DIGITAL LIBRARY
MINECRAFT AS A REMOTE LAB FOR ACTIVE LEARNING: THE STUDENTS' EXPERIENCE DURING THE PANDEMIC
Indire (ITALY)
About this paper:
Appears in: EDULEARN23 Proceedings
Publication year: 2023
Pages: 7271-7280
ISBN: 978-84-09-52151-7
ISSN: 2340-1117
doi: 10.21125/edulearn.2023.1899
Conference name: 15th International Conference on Education and New Learning Technologies
Dates: 3-5 July, 2023
Location: Palma, Spain
Abstract:
The Covid-19 pandemic represented a moment of crisis for education, especially in those countries where schools had no established experience with distance learning, including Italy. Italian schools arrived substantially unprepared to deal with the health emergency, showing not only a substantial structural delay but also a widespread lack of digital skills among students and teachers and a difficulty in re-designing teaching activities for distance (Ranieri et al., 2020). In most cases, Italian teachers have approached “Didattica a Distanza” (Distance Learning) by transposing typical in-presence classroom practices to distance, and data from national and international surveys show a reduction in active teaching and laboratory practices compared to the pre-Covid period. These practice-oriented activities requiring teacher-student interaction and significant use of laboratory tools were particularly affected by the discontinuation of in-presence teaching. Only a minority of teachers made use of it, however, the very teachers who were most likely to use distance laboratory teaching noted higher levels of satisfaction (INDIRE, 2022).

The health emergency was also in many cases an accelerator of change and a watershed that allowed for experimentation with new solutions and rethinking established teaching modes by reprogramming them for distance. Where possible, laboratory activities have been replaced with online workshops and dedicated teaching solutions for remote laboratory activity. Research has repeatedly shown that student learning outcomes in virtual labs are equal and sometimes better than in traditional labs, and this is because they provide a more collaborative learning environment than in-presence labs (Gamage et al., 2020).

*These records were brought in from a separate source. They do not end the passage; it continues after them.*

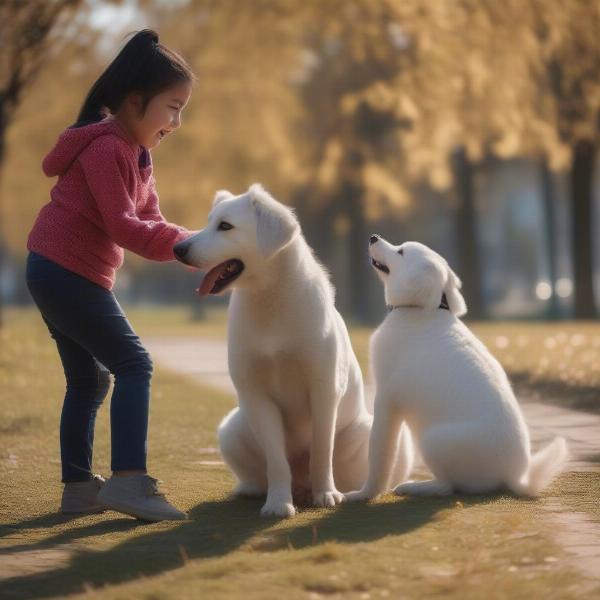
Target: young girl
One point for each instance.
(105, 200)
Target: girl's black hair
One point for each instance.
(144, 66)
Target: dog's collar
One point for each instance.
(443, 305)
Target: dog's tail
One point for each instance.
(544, 466)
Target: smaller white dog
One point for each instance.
(433, 373)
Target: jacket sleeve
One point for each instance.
(108, 171)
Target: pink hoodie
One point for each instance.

In this paper, we present the experience of immersive laboratory teaching through the use of the popular Minecraft videogame conducted as part of the MineClass research and training project (2018-2021) which involved more than 2,200 students belonging to primary and secondary schools. Following up on the long-standing reflection in INDIRE on technology, video games and immersive teaching, the research team designed three editions of the course investigating the possible enabling conditions - training, support, materials, prior experience, teaching-organizational context - to implement meaningful and sustainable learning experiences in the classroom and at a distance that integrate the use of video games and support the development of social, problem solving and metareflection dimensions in students. The results show an increase in motivation, social dimensions and development of complex skills related to conducting project work and provide significant insights for rethinking a school of the "new normal" that fully values what was good about the pandemic experience that was nevertheless lived and learned.

References:
[1] Gamage, K. A. A., Wijesuriya, D. I., Ekanayake, S. Y., Rennie, A. E. W., Lambert, C. G., & Gunawardhana, N. (2020). Online delivery of teaching and laboratory practices: Continuity of university programs during Covid-19 pandemic. Education Sciences, 10(10), 291. https://doi.org/10.3390/educsci10100291
[2] Ranieri, M., Gaggioli, C., & Borges, M. K. (2020). La didattica alla prova del Covid-19 in Italia: uno studio sulla Scuola Primaria. Práxis Educativa, 15, 1-20. https://doi.org/10.5212/PraxEduc.v.15.16307.079
Keywords:
Distance Learning, Game-based Learning, Minecraft, 21st Century Skills.